The simplest description, if you remember your high school chemistry is, Osmosis. Wikipedia describes Osmosis as, “the movement of solvent molecules through a selectively permeable membrane into a region of higher solute concentration, aiming to equalize the solute concentrations on the two sides.”
Basically the dialysis machine creates a disalate solution comprised of acid (very mild and smells like vinegar) mixed with Sodium Bi-carbonate and warm (body temperature) water (pure H2O having been purified by a water filter. The solution is then fed into the cylindrical filter that you can see on the side of the machine. The filter contains thousands of micro-fibres which form the membrane with the blood on the other side of the fibres. The toxins in the blood then pass through the membrane and into the solution which then gets flushed away into the waste system. The good stuff in the blood like calcium and iron etc do not get filtered out as those molecules are of a different size. The purified blood then continues on through the blood lines and back into my arm. The blood is mixed with a very slow drip dose of Heparin to thin the blood and prevent it from clotting. The Heparin is in a syringe connected at the front of the machine.
The disalate solution continues being fed into the machine as the blood continues to be pumped into the filter at a rate of 300ml per minute. This continues for five hours. If my maths are correct that means the dialysis is processing some 90 litres of blood each 5 hour session three times per week. That’s a lot of blood but it still doesn’t fully replace the function of the kidneys that work 24 x 7.
In addition to the above process I have a few other things that need to be done during dialysis:
1. Each month I need to take a blood sample for tissue typing. This is fairly easy once I have the cannula connected to my arm I simply draw off a syringe of blood and inject it into a vacuum tube. I then deliver it to the Red Cross where they perform a white blood cell count and this is then ready for comparison with any potential transplant donor.

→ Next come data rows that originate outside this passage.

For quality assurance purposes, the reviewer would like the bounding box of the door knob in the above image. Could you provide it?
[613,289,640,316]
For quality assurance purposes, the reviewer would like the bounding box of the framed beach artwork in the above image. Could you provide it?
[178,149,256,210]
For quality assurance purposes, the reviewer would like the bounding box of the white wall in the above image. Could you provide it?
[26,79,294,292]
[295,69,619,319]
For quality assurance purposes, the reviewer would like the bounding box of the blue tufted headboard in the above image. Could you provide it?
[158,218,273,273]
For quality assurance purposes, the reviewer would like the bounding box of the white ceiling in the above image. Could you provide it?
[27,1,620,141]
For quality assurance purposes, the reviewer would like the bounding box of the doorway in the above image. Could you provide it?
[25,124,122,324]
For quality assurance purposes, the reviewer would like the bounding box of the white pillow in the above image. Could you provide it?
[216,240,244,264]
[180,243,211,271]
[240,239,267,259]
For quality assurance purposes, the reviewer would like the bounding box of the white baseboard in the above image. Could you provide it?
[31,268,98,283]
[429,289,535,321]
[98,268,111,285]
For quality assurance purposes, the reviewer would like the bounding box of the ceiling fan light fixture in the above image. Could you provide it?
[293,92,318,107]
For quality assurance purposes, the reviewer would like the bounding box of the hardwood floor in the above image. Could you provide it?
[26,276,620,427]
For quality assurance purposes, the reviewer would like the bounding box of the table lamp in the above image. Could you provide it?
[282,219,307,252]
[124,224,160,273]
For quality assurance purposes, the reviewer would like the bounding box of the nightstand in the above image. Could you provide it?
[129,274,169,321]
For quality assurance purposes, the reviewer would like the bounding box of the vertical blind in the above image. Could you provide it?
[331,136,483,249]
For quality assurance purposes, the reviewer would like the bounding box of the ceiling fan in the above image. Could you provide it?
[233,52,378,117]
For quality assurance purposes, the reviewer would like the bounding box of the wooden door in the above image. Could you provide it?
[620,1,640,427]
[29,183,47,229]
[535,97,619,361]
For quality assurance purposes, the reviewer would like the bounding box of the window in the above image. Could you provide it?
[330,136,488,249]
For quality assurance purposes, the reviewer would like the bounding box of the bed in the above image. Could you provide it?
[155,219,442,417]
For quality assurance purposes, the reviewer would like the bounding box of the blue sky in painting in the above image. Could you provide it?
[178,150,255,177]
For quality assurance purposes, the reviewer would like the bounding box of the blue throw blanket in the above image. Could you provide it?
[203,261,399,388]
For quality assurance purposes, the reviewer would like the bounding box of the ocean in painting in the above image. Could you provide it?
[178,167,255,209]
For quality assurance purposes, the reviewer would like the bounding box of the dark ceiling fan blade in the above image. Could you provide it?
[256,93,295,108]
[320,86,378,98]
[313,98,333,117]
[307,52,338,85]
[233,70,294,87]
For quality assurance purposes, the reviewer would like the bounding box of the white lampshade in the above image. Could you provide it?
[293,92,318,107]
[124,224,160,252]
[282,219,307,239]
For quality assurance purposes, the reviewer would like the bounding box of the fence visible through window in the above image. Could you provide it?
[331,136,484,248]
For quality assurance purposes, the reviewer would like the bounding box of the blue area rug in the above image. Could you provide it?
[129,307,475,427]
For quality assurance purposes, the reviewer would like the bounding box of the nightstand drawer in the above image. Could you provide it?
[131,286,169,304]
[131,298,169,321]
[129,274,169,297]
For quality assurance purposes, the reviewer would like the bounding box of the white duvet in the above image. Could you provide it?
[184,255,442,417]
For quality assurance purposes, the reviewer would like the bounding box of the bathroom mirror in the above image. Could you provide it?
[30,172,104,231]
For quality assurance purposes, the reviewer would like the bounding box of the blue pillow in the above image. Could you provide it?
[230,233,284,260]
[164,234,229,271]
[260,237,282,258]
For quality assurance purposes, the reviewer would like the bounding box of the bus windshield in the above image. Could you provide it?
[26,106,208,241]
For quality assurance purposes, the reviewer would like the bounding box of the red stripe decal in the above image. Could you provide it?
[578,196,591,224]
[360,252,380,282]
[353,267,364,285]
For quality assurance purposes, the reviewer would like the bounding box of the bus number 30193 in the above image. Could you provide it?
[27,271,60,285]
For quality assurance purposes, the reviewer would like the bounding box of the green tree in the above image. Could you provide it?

2. Most dialysis patients also suffer a lack of iron and because they cannot absorb iron through the stomach or intra muscular the only way to get the iron is to infuse it direct into the blood stream. Each month I add a small vile of liquid iron into a 100ml saline bag which I hang on the machine and control the drip rate as it infuses into the blood line.
3. The latest issue is my lack of energy caused by inability to create red blood cells. The red blood cells carry oxygen and without that I run out of puff very quickly. So I now need to stimulate the creation of red blood cells by, you guessed it, a weekly injection. Again the injection of Eprex can be done directly into the blood lines so that is quite easy. So far I have noticed any difference but its early days.